Das Unwissen über den klitoralen Orgasmus führe dazu, dass viele Frauen weder ihre Bedürfnisse nicht kennen, noch wie sie diese erfüllen können, sagt der Sextherapeut. Die Auswirkungen der Unterdrückung der weiblichen Sexualität zeigen sich somit bis heute.

Penetrativer Sex führt oft nicht zu Orgasmus

Erst langsam kommt die Klitoris zurück ins Bewusstsein der Forschung und der Frauen selbst. Die Bedeutung der Klitoris nimmt durch moderne Sexualwissenschaften, Gender-Forschung oder Kulturwissenschaften wieder zu. Viele Frauen, die keinen oder selten zum Orgasmus kommen, erleben einen Aha-Effekt, sobald sie anfangen zu verstehen, wie ihre Klitoris funktioniert.
Das mangelnde Wissen über die Klitoris hat lange Zeit gesellschaftliche Codes geprägt, wie Sex ablaufen sollen. Forscherinnen nennen das „sexuelle Skripte“: Damit ist gemeint, dass Geschlechtsverkehr nicht etwa natürlich oder von alleine abläuft, sondern nach einem relativ festen Ablauf, wie eine Art Drehbuch. Und dabei wird von jedem Geschlecht auch ein bestimmtes Rollenverhalten erwartet.
Für die Kulturwissenschaftlerin Louisa Lorenz fängt es schon damit an, dass es eine gesellschaftliche Vorstellung von "richtigem" Sex gebe. Der „richtige“ Ablauf“ wird häufig unterteilt in Vorspiel und Sex, wobei mit „Sex“ vaginaler Geschlechtsverkehr gemeint ist.
„Vaginaler Geschlechtsverkehr ist etwas, wo der Penis sehr zentral stimuliert wird, aber nicht unbedingt die Klitoris“, sagt die Kulturwissenschaftlerin Louisa Lorenz. Für Menschen mit Klitoris sei es aber nicht die immer zentrale sexuelle Handlung, die sie zuverlässig zum Orgasmus bringe.
Eine Folge dieser sexuellen Skripte ist auch, dass Frauen denken, dass sie nicht normal seien, wenn sie beim penetrativen Sex nicht zum Orgasmus kommen. Das wachsende öffentliche Bewusstsein für die Bedeutung der Klitoris geht für viele Frauen deshalb mit einem Gefühl der Ermächtigung einher.
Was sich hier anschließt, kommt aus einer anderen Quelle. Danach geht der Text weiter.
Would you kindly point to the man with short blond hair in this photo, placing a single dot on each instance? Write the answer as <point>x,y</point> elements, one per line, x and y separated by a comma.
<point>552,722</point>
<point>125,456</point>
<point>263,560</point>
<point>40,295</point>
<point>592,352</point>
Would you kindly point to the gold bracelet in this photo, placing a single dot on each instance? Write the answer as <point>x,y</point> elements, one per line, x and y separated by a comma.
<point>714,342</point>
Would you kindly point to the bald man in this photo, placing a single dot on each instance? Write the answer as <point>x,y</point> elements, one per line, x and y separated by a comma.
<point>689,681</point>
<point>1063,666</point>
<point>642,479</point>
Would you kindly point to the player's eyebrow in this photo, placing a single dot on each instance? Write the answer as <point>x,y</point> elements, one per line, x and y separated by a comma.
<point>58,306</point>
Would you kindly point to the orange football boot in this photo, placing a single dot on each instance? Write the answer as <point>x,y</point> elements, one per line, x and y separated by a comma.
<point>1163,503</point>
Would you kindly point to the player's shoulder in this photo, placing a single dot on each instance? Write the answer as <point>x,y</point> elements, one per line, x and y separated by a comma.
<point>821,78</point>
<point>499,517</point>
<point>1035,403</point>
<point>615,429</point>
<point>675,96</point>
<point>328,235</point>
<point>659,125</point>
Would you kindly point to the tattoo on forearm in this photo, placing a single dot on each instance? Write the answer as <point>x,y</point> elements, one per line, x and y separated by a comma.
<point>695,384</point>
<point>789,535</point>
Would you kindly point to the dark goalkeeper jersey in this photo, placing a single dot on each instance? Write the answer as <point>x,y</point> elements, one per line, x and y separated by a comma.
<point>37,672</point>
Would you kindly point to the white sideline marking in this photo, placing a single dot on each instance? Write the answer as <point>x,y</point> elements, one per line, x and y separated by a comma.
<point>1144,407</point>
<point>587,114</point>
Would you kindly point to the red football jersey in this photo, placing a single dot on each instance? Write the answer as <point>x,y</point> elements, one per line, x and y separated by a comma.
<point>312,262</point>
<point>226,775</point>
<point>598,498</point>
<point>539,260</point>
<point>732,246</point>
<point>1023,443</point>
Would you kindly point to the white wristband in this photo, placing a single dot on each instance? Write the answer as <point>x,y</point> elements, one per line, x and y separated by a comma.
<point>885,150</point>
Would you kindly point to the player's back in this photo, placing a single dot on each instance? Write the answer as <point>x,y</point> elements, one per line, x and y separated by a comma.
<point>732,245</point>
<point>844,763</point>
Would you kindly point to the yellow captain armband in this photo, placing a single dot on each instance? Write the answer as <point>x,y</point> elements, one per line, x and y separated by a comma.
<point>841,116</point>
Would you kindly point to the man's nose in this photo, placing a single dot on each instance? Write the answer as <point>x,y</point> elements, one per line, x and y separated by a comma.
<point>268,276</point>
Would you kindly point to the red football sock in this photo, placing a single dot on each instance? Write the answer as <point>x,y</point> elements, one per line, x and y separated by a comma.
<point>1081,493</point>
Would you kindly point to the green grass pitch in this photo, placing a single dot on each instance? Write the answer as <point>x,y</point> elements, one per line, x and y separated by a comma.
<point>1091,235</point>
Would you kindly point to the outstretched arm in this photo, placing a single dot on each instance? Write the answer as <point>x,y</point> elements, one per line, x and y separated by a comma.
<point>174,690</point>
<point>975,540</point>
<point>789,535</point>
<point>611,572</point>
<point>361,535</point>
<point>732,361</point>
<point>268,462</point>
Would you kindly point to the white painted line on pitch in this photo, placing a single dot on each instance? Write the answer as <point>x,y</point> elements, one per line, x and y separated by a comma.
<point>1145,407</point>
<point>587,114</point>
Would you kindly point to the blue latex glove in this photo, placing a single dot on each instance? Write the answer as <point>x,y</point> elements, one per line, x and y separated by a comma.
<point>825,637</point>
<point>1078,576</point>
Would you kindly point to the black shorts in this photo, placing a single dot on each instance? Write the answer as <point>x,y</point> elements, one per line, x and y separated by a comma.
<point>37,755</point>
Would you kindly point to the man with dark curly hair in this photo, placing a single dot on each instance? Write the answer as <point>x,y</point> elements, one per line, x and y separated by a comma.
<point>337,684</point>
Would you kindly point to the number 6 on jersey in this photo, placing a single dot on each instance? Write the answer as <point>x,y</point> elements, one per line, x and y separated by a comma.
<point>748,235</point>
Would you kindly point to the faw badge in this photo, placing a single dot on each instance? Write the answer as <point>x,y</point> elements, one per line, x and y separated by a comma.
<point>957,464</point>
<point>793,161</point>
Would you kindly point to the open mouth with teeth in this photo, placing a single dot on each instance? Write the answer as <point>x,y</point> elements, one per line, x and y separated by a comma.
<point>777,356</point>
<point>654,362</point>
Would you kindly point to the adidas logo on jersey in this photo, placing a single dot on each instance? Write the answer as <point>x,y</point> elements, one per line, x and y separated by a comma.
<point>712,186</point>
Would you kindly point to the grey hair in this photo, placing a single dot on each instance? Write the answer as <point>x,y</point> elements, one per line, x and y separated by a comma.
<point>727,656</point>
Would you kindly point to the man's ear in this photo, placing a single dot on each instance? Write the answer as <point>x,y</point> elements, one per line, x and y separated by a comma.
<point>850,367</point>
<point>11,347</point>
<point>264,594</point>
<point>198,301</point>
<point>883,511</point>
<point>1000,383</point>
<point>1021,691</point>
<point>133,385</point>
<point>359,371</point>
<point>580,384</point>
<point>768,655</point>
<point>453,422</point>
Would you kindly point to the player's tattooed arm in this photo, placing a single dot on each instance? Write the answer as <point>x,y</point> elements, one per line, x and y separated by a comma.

Klitoris im Sexualkunde-Unterricht

Sexualpädagogen zufolge ist es bedeutsam, dass die Klitoris im Sexualkunde-Unterricht in der Schule als Grundlage behandelt wird. „Wenn im Aufklärungsunterricht alles benannt wird, wenn in Büchern die Anatomie richtig abgebildet wird, dann ermächtigt das junge Menschen, ihre Körper anzunehmen und sich in ihnen wohlzufühlen“, sagt die Biologie-Lehrerin Sina Krüger.
Für die Kulturwissenschaftlerin Louisa Lorenz ist das die Voraussetzung dafür, dass gesellschaftliche Tabus über weibliche Lust und Sexualität abgebaut werden. „Eine gleichberechtigte Sexualaufklärung wirkt auch in die Gesellschaft hinein“, sagt Lorenz. „Die Auseinandersetzung mit der Klitoris steht auch für ein ausgefülltes Leben und für sexuelle Selbstbestimmung.“
Inzwischen haben auch die größten deutschen Schulbuchverlage, Klett, Cornelsen und Westermann, ihre Abbildungen der Klitoris überarbeitet. In ihren Biologiebüchern ist sie seit 2022 jetzt ganz zu sehen.